Set against the backdrop of the Tuscan hills, ‘The Three Graces may occasionally teeter on the brink of riotous but it is also witty, sharp-eyed and, in the end, ridiculously enjoyable,’ says Christobel Kent in the Guardian.
This comedy of manners features three elderly expat women – with four breasts, five eyes and three hip replacements between them – determined to make more than the best of things.
It includes a number of characters from previous novels. But it’s not necessary to have read those books to enjoy The Three Graces to the full.
Set around a wedding in Tuscany, the novel tackles prejudice and inequality with the author’s customary gusto and comic incisiveness.

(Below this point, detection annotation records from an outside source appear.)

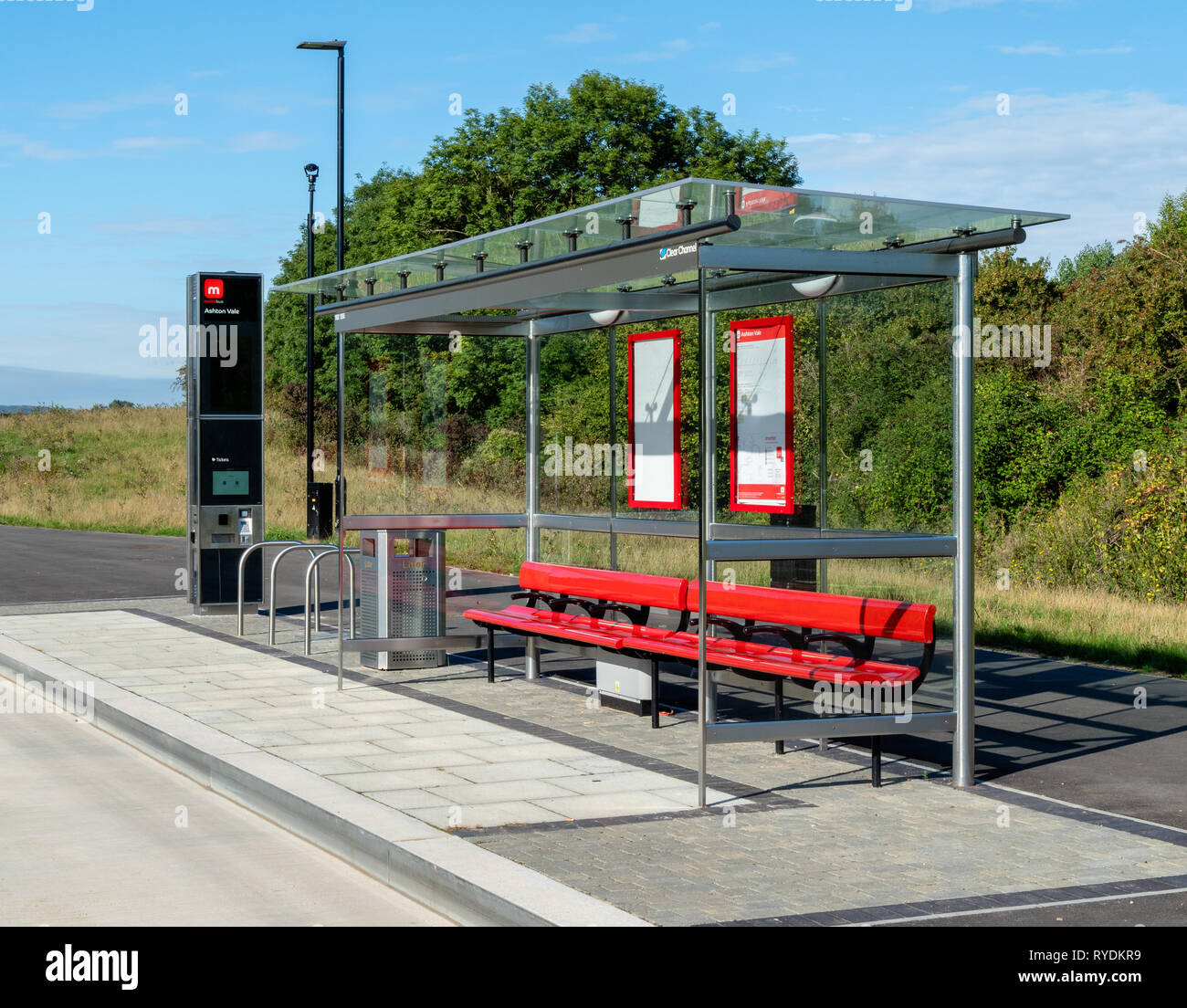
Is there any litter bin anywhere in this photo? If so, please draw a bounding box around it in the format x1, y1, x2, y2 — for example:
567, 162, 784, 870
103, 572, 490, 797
359, 529, 446, 671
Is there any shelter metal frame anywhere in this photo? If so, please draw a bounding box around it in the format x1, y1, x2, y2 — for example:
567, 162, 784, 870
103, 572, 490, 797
281, 183, 1063, 806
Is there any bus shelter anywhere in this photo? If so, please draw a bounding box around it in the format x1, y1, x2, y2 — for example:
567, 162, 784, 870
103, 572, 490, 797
277, 178, 1066, 805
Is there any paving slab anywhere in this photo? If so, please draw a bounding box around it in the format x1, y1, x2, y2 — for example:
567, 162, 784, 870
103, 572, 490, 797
0, 604, 1187, 925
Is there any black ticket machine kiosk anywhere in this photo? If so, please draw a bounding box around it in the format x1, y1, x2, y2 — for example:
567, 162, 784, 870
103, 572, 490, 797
185, 272, 264, 614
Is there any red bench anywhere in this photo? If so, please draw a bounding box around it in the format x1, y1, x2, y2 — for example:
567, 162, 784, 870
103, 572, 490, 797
466, 562, 935, 783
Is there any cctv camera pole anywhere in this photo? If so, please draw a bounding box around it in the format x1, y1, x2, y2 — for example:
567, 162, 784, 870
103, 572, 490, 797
297, 39, 347, 539
305, 163, 318, 515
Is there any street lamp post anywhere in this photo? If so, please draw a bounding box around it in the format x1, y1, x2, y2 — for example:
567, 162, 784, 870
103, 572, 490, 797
305, 163, 322, 539
297, 39, 347, 538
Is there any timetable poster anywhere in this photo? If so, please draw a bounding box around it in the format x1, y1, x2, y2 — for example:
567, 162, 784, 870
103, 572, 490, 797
730, 315, 795, 514
626, 329, 684, 510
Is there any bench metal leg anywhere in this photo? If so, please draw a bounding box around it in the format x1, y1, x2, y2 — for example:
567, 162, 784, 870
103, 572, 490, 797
775, 679, 784, 756
652, 657, 660, 728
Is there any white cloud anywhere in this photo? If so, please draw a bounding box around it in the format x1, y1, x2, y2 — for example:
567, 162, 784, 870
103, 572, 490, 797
47, 84, 169, 120
605, 48, 676, 63
226, 130, 303, 154
111, 137, 198, 153
993, 42, 1064, 56
549, 21, 615, 45
913, 0, 1071, 15
788, 91, 1187, 260
731, 52, 795, 74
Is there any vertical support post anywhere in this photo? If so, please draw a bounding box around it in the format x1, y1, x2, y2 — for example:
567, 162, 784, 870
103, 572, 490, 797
333, 43, 347, 275
952, 252, 977, 787
335, 320, 347, 693
523, 321, 541, 679
816, 298, 828, 592
697, 268, 716, 809
700, 306, 717, 723
605, 325, 618, 571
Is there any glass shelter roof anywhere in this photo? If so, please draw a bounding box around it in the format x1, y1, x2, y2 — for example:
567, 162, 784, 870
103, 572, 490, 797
274, 178, 1068, 300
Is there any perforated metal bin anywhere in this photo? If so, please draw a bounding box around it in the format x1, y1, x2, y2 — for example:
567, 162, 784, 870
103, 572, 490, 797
359, 529, 446, 671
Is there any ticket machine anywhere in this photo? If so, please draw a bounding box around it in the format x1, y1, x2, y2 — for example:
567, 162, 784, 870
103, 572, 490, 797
185, 272, 264, 613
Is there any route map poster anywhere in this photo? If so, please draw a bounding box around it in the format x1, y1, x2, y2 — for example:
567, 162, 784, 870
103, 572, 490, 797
729, 315, 795, 514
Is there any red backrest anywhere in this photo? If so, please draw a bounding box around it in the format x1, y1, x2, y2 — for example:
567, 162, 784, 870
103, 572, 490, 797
688, 581, 935, 644
520, 561, 688, 609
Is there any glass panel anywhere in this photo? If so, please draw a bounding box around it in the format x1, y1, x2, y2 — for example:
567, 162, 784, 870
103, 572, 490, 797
344, 333, 526, 514
826, 282, 954, 535
274, 178, 1067, 300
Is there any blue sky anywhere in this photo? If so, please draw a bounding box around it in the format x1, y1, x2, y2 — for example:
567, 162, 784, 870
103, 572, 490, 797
0, 0, 1187, 404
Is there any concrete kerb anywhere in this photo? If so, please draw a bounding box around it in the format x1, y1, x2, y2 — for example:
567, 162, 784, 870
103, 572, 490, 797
0, 634, 649, 928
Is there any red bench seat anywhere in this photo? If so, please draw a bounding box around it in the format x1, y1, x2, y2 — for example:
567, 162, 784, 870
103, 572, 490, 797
466, 562, 935, 782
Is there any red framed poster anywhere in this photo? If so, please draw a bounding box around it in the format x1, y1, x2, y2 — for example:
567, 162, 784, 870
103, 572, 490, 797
730, 315, 795, 514
626, 329, 684, 510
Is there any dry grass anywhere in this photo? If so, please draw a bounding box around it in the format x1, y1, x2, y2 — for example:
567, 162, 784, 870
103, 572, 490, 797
0, 408, 1187, 676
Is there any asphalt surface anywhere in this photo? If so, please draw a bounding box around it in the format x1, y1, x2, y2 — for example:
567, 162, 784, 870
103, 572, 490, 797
0, 678, 450, 926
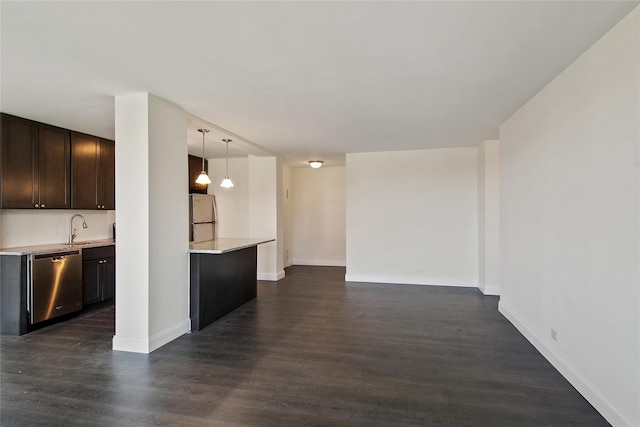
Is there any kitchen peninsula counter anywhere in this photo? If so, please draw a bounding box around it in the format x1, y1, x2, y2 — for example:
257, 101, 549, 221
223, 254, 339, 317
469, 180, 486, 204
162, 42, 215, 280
188, 238, 275, 331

Craig, who grew up in Italy and studied English at Cambridge, is known for her cycle of interconnected novels which deal with contemporary British society. She is a leading proponent of the social novel, her multi-stranded approach compared to that of Anthony Trollope and Charles Dickens.
Says Allison Pearson in The Sunday Telegraph: ‘She has everything you look for in a major writer: wit, indignation, an ear for the telling phrase and an unflagging attention to all the individual choices by which we define ourselves – where we stand as a society and how we decline and fall.’
In a recent interview in the Telegraph, Craig laments the devaluing of the arts in education and a publishing industry that increasingly favours the young.
‘I left my first agent 25 years ago because they told me, “we regard men as the prize winners and women as the cash cows”. I mean, good grief. And chick lit has been disastrous for women because if you were a female author it was assumed that would be all you would write. You weren’t allowed to be a serious novelist. For years, I had a reputation with publishers for being difficult over the covers of my books: if there was any trace of pink on them, I’d immediately say no.’
She is at BridLit on Friday 10 November at Bridport Arts Centre at 12 noon, where she will be in conversation with locally based writer Celia Brayfield, who will be giving her own talk at the Bull Hotel ballroom on Wednesday 8 November 2023 at 10.30am on Writing Black Beauty: Anna Sewell and the Story of Animal Rights.
Sewell grew up in Victorian London, permanently disabled from an early age fall. Rejecting the life of an invalid, she developed a remarkable empathy with horses.
Rebellious and independent minded, empowered by women writers, activists and abolitionists, she wrote Black Beauty, published after her death, which became a beacon for the animal welfare movement.